Kurt Elling: la voix à tout faire
Les amateurs de jazz vocal s’étaient donné rendez-vous au Palais Montcalm, hier, où se produisait le chanteur de l’heure en la matière: Kurt Elling. L’Américain, qui a raflé un prix Grammy plus tôt cette année, a démontré que sa réputation est loin d’être surfaite, offrant une performance impeccable, où se conjuguaient originalité, technique, instinct et clins d’oeil à l’histoire musicale.
Il y a quelque chose de réducteur à qualifier Kurt Elling de chanteur. L’Américain est en fait musicien dont la voix est un puissant instrument. Il chante, il scatte, il improvise des mots, il raconte des histoires, il siffle, même, en plus d’écrire. À cela il faut ajouter qu’il a une excellente présence scénique et se soucie de son public, auquel il s’est adressé en français, hier, en plus de lui servir une belle interprétation dépouillée de Je tire ma révérence. C’est donc un artiste complet qui a ouvert le concert avec une version très personnelle de Stardust. Derrière lui, son complice de longue date, Laurence Hobgood, était en parfait contrôle au piano, jouant subtilement sur les registres harmoniques, tandis que les jeunes loups Harish Raghavan (contrebasse) et Ulysses Owens (batterie) y allaient d’un jeu appliqué. D’un titre à l’autre, Elling a déployé ses ressources sans esbroufe, toujours en phase avec le matériel proposé. Ici du scat, là un phrasé grave, ici une montée aiguë évoquant un saxophone.
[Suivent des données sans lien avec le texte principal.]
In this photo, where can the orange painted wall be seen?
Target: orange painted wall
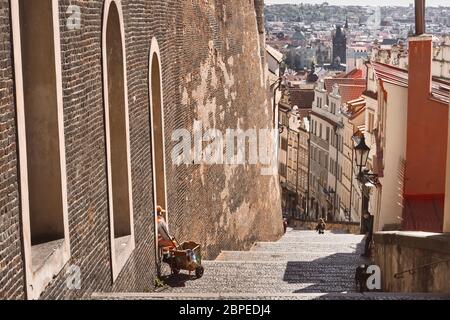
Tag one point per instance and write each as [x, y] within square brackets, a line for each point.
[426, 151]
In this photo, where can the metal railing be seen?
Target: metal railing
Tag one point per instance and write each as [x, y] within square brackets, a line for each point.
[400, 275]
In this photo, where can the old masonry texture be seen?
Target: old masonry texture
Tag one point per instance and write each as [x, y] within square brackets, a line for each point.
[213, 70]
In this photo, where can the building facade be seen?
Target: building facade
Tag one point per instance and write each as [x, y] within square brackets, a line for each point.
[332, 179]
[90, 95]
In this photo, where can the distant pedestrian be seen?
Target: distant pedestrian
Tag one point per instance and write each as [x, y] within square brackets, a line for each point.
[321, 226]
[367, 229]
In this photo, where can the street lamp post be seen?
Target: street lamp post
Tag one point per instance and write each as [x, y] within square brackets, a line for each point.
[362, 154]
[364, 177]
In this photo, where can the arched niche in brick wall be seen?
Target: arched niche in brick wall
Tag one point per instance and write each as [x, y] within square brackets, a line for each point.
[157, 130]
[117, 136]
[40, 126]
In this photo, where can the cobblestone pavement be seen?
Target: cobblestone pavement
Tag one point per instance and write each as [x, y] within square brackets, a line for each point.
[303, 265]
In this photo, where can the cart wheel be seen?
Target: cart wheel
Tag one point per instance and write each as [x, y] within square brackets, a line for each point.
[199, 272]
[175, 271]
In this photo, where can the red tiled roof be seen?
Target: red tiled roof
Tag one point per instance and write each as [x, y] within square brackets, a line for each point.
[350, 92]
[424, 213]
[302, 98]
[440, 89]
[355, 74]
[329, 83]
[354, 108]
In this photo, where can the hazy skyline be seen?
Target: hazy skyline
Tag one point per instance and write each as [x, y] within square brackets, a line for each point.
[363, 2]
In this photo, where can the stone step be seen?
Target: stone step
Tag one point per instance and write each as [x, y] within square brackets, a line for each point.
[319, 257]
[313, 247]
[256, 277]
[313, 238]
[268, 296]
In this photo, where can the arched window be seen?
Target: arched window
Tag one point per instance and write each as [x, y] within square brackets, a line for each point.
[157, 128]
[37, 60]
[117, 136]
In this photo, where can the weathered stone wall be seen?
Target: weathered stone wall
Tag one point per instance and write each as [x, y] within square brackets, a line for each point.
[427, 255]
[11, 263]
[213, 71]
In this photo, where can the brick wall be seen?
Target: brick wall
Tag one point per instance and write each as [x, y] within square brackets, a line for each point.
[212, 71]
[11, 263]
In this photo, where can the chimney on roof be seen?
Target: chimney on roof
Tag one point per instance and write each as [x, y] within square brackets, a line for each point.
[420, 17]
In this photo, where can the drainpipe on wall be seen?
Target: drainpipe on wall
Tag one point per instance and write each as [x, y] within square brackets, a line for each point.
[420, 17]
[447, 189]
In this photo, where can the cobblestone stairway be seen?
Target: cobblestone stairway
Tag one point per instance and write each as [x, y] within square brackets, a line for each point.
[301, 266]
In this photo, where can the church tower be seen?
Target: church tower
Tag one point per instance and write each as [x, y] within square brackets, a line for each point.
[339, 47]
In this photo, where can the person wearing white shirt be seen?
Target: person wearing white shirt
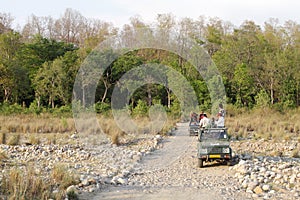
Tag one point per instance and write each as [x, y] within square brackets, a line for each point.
[204, 121]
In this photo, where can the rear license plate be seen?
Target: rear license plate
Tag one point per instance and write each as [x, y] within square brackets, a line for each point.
[215, 156]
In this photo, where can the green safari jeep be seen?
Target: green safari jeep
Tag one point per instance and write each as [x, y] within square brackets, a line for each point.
[214, 146]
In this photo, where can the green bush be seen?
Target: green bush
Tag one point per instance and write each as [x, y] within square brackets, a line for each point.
[6, 108]
[102, 107]
[33, 108]
[141, 109]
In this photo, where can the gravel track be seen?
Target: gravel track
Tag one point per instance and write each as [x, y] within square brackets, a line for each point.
[171, 172]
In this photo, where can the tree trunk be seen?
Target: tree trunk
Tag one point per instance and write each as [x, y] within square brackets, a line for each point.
[169, 98]
[272, 92]
[149, 95]
[105, 91]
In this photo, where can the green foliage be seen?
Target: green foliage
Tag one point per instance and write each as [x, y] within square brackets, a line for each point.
[141, 109]
[102, 107]
[38, 71]
[262, 99]
[15, 108]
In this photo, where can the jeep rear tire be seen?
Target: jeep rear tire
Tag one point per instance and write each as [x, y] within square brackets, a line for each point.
[200, 163]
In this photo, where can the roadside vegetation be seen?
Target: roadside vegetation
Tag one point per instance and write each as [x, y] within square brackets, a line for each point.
[39, 64]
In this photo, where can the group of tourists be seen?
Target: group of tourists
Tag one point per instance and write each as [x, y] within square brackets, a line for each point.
[205, 122]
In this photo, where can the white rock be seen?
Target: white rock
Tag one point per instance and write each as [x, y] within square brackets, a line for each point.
[266, 187]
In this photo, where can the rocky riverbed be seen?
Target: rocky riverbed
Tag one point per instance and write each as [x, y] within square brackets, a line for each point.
[155, 167]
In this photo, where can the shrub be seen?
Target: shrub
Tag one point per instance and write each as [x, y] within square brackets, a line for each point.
[17, 184]
[262, 99]
[141, 108]
[102, 107]
[2, 138]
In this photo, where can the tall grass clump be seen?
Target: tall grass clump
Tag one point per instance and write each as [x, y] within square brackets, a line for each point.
[19, 184]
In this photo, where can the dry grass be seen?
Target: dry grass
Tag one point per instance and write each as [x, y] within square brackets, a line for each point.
[19, 184]
[36, 124]
[264, 124]
[2, 138]
[25, 183]
[13, 139]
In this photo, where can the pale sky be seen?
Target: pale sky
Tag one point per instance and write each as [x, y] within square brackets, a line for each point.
[119, 11]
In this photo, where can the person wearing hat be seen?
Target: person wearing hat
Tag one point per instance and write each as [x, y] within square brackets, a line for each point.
[221, 117]
[204, 121]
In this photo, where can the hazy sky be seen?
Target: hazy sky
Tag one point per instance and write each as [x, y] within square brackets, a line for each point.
[119, 11]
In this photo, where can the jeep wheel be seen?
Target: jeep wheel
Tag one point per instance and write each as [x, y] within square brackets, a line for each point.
[228, 163]
[200, 163]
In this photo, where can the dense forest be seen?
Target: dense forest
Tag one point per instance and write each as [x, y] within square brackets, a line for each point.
[260, 65]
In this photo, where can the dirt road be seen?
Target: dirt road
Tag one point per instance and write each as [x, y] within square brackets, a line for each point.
[172, 173]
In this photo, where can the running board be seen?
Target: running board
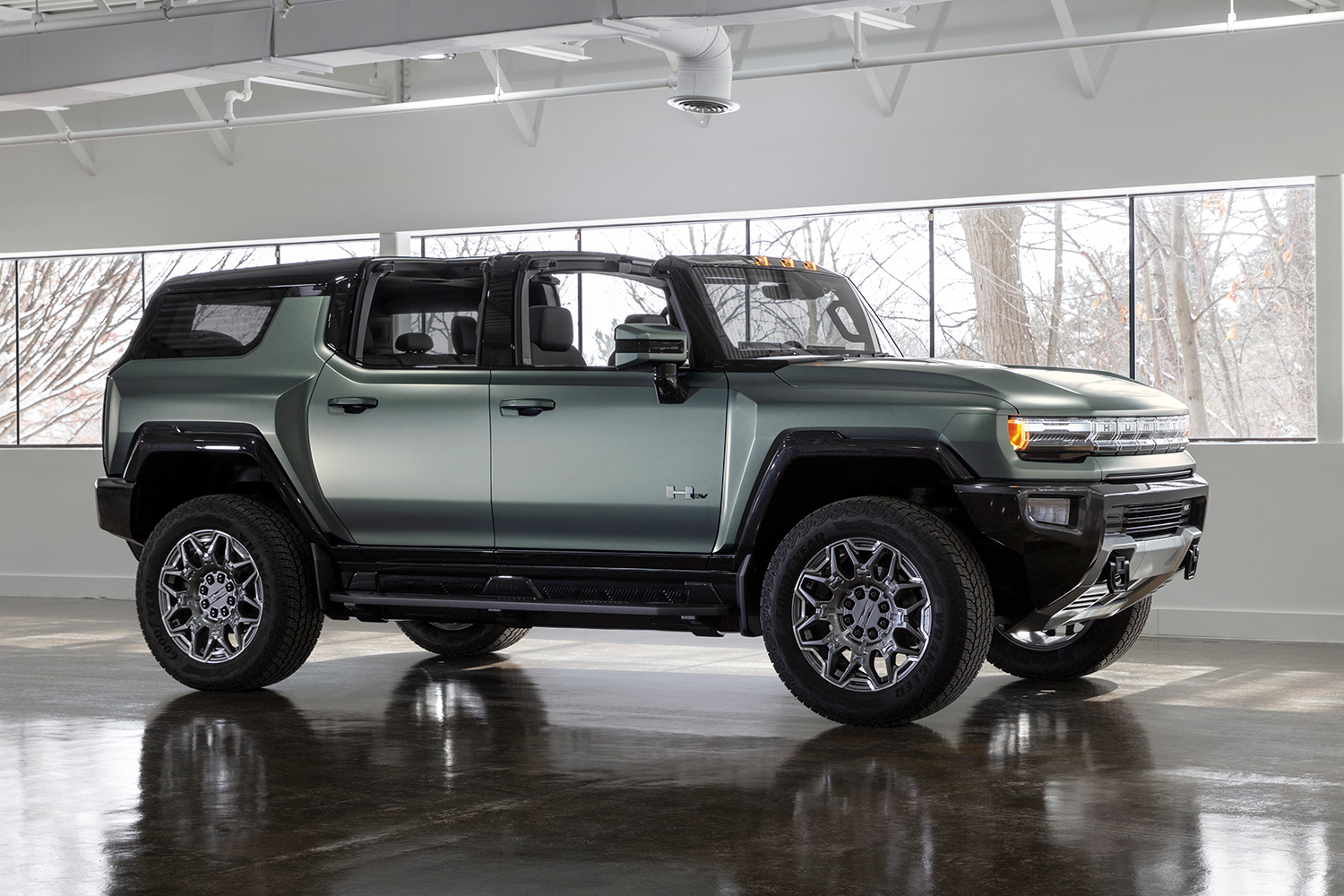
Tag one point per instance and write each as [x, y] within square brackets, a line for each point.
[381, 599]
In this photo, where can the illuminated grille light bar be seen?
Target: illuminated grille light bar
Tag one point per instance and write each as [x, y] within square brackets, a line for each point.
[1070, 438]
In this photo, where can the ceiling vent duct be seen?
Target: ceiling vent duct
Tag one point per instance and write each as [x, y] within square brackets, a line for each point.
[704, 67]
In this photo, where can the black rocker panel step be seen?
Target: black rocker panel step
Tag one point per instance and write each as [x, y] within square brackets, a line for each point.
[513, 605]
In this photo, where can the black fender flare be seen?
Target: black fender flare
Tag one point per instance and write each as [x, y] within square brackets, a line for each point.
[117, 495]
[793, 445]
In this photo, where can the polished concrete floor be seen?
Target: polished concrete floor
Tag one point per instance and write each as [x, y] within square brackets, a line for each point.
[582, 764]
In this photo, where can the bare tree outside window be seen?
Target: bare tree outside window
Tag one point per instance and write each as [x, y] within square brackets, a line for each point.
[607, 301]
[487, 245]
[884, 254]
[161, 266]
[75, 316]
[1226, 308]
[1040, 284]
[290, 253]
[8, 355]
[1225, 303]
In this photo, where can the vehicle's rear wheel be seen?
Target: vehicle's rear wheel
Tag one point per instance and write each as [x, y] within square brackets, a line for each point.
[225, 594]
[1064, 654]
[461, 638]
[875, 611]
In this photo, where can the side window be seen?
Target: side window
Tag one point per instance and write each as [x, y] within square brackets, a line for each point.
[207, 324]
[419, 322]
[594, 304]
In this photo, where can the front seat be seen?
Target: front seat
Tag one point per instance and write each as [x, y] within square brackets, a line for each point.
[462, 330]
[553, 338]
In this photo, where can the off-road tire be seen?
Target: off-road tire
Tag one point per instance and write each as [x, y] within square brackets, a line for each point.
[954, 581]
[290, 618]
[1104, 642]
[461, 642]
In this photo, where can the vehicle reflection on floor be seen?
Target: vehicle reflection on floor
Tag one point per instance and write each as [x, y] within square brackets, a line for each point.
[464, 785]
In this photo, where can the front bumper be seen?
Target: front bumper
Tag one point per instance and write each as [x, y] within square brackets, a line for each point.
[1093, 567]
[115, 501]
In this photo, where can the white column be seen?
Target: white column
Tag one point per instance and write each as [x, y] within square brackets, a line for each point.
[1330, 309]
[400, 244]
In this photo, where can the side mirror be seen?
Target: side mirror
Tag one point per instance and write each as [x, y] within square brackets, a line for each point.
[659, 347]
[642, 346]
On aurait pu craindre qu’un jazzman aussi sérieux dans sa démarche apparaisse un peu coincé. Nullement: Elling a saupoudré certaines interprétations d’humour, notamment dans Samurai Cowboy, où il dialoguait avec son batteur avec des bruits de bouche – une pièce aux inflexions world et au phrasé presque rap.
Tous les registres
Comme s’il avait voulu toucher tous les registres, Elling a par ailleurs entonné de superbes ballades, pour ensuite investir un territoire plus ambitieux. Sa version remaniée de Body and Soul, inspirée de celle de Dexter Gordon et dans laquelle il a inséré de nouvelles paroles, était renversante : on croyait entendre le saxo de Gordon. Un autre moment remarquable était Pull My Daisy, découlant d’une oeuvre de Jack Kerouac : amorcée avec une rythmique à la Steve Reich où tous les musiciens tapaient des mains, la pièce a été l’occasion pour le leader de se transformer en conteur.
Si le travail d’Elling était lumineux, celui de ses compères l’était aussi, à commencer par Hobgood, dont les solos étaient toujours de bon goût, avec un souci de structure et de mélodie. Owens, à la batterie, s’est distingué avec un jeu souple et inventif. Raghavan, quant à lui, s’est bien débrouillé, quoiqu’il n’apparaissait pas à l’aise dans tous les titres.
«Je crois qu’on a déjà des amis dans la salle; j’aime ça», a lancé Elling, au tout début de la soirée. Au terme de la performance, c’est la foule au grand complet que le chanteur avait dans sa petite poche d’en arrière.